I’ve been working for a while on using MSP430 microcontrollers. We selected them for a bunch of reasons, including price, availability, physical size, USB support, and preloaded bootloader. As it turns out, a few of those weren’t quite in the shape we expected.

Programming difficulties

First, the bootloader is really a bare minimum. It does not cover such features as programming the flash memory on its own, so tools like python-msp430-tools download a secondary bootloader into RAM in order to function. That bootloader was presented as a binary blob, although with much searching it is possible to find the Custom Bootstrap Loader sources via a link within application note SLAA450 “Creating a Custom Flash-Based Bootstrap Loader (BSL)”. It’s also explicitly mentioned at the Software Tools section, with a link titled Open Source, but that goes to a wiki which does not provide this link. In the end, however, I gave up on that because not only is it obviously not free software or even open source, it completely failed to communicate once loaded. I ended up writing a workaround based on the user guide and BSL protocol guide (buried in an mbox file here, if you need it).

USB framework

The MSP430 USB Developers Package provides example code for USB. In fact, it contains no less than 52 copies of the same USB library – in turn divided into 4 USB device class sections and one common, all with lots of code duplication. It makes it all too clear that no forethought has gone into what’s a common section, as there’s no common code for talking to other endpoints than number 0; the rest is not only duplicated among classes, but present multiple times for each.

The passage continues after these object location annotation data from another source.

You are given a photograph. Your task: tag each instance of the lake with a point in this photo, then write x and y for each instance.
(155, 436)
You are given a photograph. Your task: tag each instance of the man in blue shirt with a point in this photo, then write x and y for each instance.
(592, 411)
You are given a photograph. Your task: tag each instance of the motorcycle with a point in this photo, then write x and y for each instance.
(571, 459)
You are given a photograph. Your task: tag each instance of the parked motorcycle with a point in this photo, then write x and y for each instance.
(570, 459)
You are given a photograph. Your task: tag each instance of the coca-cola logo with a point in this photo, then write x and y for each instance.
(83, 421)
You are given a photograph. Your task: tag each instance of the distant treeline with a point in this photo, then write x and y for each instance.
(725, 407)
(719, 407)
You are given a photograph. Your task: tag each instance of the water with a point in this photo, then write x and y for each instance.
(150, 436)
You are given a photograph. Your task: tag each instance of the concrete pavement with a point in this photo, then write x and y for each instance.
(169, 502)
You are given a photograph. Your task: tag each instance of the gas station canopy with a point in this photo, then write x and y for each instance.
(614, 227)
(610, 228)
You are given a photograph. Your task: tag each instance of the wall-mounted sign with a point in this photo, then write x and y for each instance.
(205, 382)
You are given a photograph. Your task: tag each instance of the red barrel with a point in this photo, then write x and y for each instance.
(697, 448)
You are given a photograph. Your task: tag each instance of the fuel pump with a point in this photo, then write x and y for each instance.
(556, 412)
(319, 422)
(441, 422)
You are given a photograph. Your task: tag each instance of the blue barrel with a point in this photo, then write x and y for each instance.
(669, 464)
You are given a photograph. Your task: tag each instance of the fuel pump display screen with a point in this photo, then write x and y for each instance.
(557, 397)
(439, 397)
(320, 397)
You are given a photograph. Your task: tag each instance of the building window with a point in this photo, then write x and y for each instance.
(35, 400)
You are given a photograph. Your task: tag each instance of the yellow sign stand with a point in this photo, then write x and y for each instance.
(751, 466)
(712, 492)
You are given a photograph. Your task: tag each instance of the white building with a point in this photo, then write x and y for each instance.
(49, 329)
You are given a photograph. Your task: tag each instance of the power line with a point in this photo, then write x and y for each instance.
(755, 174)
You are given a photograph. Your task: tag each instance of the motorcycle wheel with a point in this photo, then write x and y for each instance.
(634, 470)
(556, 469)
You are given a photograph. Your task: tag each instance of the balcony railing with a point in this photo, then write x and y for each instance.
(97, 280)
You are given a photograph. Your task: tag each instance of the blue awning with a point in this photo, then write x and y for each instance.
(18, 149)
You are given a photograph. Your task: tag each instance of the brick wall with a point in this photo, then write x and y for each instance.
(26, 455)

Once I got my code at least partially working with the USB library, I found some odd bugs – for instance, the MCU could hang when sent a bunch of data in quick succession. I tracked this down to an issue that’s not limited to the USB code, but in fact present already in SLAA294 “MSP430 Software Coding Techniques” – the starting point for pretty much all MSP430 code.

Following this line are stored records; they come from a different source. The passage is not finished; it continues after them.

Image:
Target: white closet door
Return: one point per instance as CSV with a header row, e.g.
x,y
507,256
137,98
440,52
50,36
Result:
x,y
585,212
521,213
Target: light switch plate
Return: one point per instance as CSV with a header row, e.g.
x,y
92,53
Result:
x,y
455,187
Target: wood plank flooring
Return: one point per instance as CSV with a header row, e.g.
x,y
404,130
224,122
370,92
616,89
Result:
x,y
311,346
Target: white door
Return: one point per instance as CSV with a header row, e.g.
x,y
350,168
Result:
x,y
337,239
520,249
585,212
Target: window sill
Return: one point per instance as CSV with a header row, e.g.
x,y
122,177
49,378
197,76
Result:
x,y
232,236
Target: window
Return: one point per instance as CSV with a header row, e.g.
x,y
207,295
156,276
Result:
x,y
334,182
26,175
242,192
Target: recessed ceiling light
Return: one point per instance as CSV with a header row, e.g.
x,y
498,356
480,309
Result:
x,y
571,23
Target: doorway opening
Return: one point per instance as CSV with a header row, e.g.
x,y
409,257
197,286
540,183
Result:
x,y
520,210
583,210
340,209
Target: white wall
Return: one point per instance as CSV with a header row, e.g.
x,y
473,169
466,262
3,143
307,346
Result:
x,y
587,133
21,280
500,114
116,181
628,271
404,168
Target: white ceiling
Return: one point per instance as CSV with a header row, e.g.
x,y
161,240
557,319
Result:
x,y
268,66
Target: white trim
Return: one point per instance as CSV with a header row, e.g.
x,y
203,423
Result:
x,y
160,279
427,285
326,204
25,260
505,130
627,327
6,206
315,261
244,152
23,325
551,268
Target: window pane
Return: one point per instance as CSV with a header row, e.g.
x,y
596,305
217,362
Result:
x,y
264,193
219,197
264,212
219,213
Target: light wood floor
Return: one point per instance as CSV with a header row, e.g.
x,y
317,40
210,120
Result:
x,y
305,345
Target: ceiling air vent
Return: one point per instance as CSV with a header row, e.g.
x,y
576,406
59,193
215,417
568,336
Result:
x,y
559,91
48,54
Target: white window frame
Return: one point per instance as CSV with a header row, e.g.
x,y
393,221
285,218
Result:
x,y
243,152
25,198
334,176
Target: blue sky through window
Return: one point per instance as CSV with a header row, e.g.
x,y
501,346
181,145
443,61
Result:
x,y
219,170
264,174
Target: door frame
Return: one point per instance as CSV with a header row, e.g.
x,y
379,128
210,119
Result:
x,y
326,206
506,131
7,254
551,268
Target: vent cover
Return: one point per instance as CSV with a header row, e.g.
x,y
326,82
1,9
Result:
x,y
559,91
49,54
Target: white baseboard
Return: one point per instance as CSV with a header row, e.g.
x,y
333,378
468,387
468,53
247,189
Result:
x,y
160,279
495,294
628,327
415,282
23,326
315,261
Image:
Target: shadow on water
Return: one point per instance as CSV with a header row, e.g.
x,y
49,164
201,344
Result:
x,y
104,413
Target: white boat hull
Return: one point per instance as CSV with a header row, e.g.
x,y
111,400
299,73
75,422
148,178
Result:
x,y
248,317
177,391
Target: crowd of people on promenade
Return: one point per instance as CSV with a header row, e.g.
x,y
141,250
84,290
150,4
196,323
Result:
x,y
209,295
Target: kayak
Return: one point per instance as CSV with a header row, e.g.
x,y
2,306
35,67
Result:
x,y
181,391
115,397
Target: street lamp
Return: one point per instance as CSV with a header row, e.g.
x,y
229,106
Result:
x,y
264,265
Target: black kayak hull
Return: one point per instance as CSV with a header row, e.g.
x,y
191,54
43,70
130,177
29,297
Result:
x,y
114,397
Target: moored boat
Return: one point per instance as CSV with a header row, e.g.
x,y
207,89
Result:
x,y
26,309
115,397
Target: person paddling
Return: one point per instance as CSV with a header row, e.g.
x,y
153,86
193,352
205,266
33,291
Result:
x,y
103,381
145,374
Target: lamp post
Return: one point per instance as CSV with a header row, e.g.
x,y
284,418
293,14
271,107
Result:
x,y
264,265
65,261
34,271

The above flowchart is based on one in SLAA294, and illustrates the combination of interrupts to react to events with a main thread that uses power saving sleep modes. The USB code didn’t even manage to follow this much, by the way; it was more sensitive to interrupt timing because the “Clear flag_1” portion was moved to after the “Execute flag_1 handler” section, meaning it could miss if this flag was applied again. However, this is only part of the problem.

There are two fundamental errors in the flowchart. First, there is no exit shown from the “Enter sleep” step, although it does continue to the first flag test once woken up. Secondly, the interrupts do not cause control to flow into that same test; they will return to wherever the main thread was. This could be anywhere within the main loop, including just before the “enter sleep” step – in which case the MCU will dutifully sleep until the next interrupt. For a simple example of this, consider what happens if first event 2 occurs, then event 1 while the main thread is at the flag_2 test step the second time around.

I propose a fairly simple solution. We add one more variable, let’s call it SR_sleep, containing the SR value used to enter sleep mode. When the ISRs decide to wake the main thread, they set not only the SR but also SR_sleep to active mode. Then the Enter sleep step is modified to contain precisely two instructions: One copies SR_sleep into SR, which will cause the main thread to sleep if SR_sleep has not been modified by an interrupt. The second sets SR_sleep to the sleep value. This acts similarly to the flags used to identify specific events, except there is no test; SR_sleep is set back to the sleep state immediately on wakeup, as we already know an interrupt must have occurred. This completely removes the window of time in which an interrupt may set a flag but fail to stop the main thread going to sleep. The trick revolves around the MSP430 not interrupting within an instruction, and being capable of loading SR from a memory variable in one instruction.

It gets somewhat more complicated if the main thread uses multiple sleep levels. In that case, the instruction resetting SR_sleep should read from a variable where the desired sleep mode is stored.